Museum switches on historic computer

Image caption, An audience was invited to the The National Museum of Computing in Bletchley to witness the event

A project to recreate one of Britain's pioneering computers has reached a key milestone.

The first recreated parts of the re-built Edsac machine at The National Museum of Computing.

The Electronic Delay Storage Automatic Calculator first ran in 1949 and was created to serve scientists at Cambridge University.

Few parts and plans were left of the original which has made the job of recreating the machine a difficult one.

"We don't have blueprints to follow, so to create an authentic Edsac we have to adopt a 1940s mindset to re-engineer and redesign the machine," said Andrew Herbert, leader of the recreation effort.

Students who worked with Edsac's creators have been helping to guide the project, said Mr Herbert.

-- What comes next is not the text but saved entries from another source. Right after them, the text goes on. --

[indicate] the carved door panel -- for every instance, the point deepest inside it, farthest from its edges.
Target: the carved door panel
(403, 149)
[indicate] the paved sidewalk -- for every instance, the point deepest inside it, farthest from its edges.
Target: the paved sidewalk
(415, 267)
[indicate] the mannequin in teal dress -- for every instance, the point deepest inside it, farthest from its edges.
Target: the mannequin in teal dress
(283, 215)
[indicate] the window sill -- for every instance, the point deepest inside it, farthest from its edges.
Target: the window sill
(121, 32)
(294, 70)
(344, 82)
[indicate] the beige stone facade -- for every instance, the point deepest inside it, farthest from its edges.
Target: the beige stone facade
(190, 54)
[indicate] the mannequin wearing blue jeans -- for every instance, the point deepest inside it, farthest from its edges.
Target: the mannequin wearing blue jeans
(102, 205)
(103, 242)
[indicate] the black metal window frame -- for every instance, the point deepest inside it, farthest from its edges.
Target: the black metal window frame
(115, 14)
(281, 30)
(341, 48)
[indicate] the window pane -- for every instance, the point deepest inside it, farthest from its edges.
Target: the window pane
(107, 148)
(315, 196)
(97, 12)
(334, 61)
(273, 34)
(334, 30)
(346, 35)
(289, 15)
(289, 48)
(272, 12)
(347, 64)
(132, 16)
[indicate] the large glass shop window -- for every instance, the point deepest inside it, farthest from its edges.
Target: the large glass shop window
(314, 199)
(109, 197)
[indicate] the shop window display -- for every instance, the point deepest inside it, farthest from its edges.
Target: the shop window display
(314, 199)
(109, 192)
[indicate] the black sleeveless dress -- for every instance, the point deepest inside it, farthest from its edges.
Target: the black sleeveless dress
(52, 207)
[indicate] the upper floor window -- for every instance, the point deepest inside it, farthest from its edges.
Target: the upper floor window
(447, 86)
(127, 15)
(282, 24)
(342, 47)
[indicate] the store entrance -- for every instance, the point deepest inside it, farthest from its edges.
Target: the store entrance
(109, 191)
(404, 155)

"We face the same challenges as those remarkable pioneers who succeeded in building a machine that transformed computing."

Mercury tubes

Designed by Sir Maurice Wilkes, Edsac was the first computer specifically designed to be a computational workhorse. As well as aiding scientists, the machine was copied by cake maker Lyons to create the Leo - which was one of the first widely-used business computers.

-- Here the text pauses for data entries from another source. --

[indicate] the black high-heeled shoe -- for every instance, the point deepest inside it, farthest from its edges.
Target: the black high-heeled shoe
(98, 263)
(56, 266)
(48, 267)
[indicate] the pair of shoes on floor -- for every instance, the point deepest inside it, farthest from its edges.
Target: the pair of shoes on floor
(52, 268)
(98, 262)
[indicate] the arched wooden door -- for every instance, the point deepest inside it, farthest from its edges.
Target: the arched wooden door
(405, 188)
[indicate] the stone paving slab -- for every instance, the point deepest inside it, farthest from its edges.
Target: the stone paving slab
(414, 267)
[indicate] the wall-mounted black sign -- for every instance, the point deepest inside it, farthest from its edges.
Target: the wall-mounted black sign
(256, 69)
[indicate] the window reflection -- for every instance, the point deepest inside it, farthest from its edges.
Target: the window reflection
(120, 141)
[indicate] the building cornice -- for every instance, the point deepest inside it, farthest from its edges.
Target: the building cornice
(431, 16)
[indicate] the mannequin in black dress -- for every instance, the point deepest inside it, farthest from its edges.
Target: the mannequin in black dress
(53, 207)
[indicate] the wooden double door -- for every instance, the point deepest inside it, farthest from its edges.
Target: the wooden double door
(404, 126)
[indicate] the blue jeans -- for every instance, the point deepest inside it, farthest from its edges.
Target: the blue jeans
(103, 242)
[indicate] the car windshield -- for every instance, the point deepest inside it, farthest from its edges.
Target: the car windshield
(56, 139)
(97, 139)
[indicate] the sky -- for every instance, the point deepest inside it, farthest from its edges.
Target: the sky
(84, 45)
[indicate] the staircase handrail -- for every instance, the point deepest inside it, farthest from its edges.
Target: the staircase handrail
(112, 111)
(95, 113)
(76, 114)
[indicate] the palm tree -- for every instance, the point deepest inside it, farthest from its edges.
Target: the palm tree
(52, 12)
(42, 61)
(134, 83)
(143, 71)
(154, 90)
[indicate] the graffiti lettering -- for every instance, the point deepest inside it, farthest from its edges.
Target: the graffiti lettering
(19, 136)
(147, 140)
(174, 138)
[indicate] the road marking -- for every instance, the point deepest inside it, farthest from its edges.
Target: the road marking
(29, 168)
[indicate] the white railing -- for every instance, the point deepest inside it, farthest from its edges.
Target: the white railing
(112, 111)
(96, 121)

The original machine used 3,000 valves arranged in a series of racks to crunch numbers, and fills a floor space 20 square metres large.

Image source, Cambridge University

Image caption, Built at Cambridge, Edsac was intended to aid scientific research

The machine is being re-built in public at TNMOC and today saw the official opening of the Edsac exhibit and the switch on of the machine's "clock" that will keep all of Edsac's parts working in harmony. Other computational units of the machine will be added and switched on as work progresses.

One element that will not be duplicated in the modern replica is the system Edsac used as its memory store.

The original used long tubes of mercury to hold data but modern-day health and safety rules do not permit these to be used in the museum. Instead, the recreators are using a memory system based on nickel that was used in many machines that came after Edsac.

The work on the recreated Edsac is due to be finished in late 2015. Once finished, TNMOC said children visiting the museum will be able to write programs to run on the venerable machine.

The project began in 2011 and initially its 20-strong team of volunteers only had photographs of the original to work from.

However, in June this year plans of the original were discovered that are now being used to check and guide the work of the Edsac rebuild team.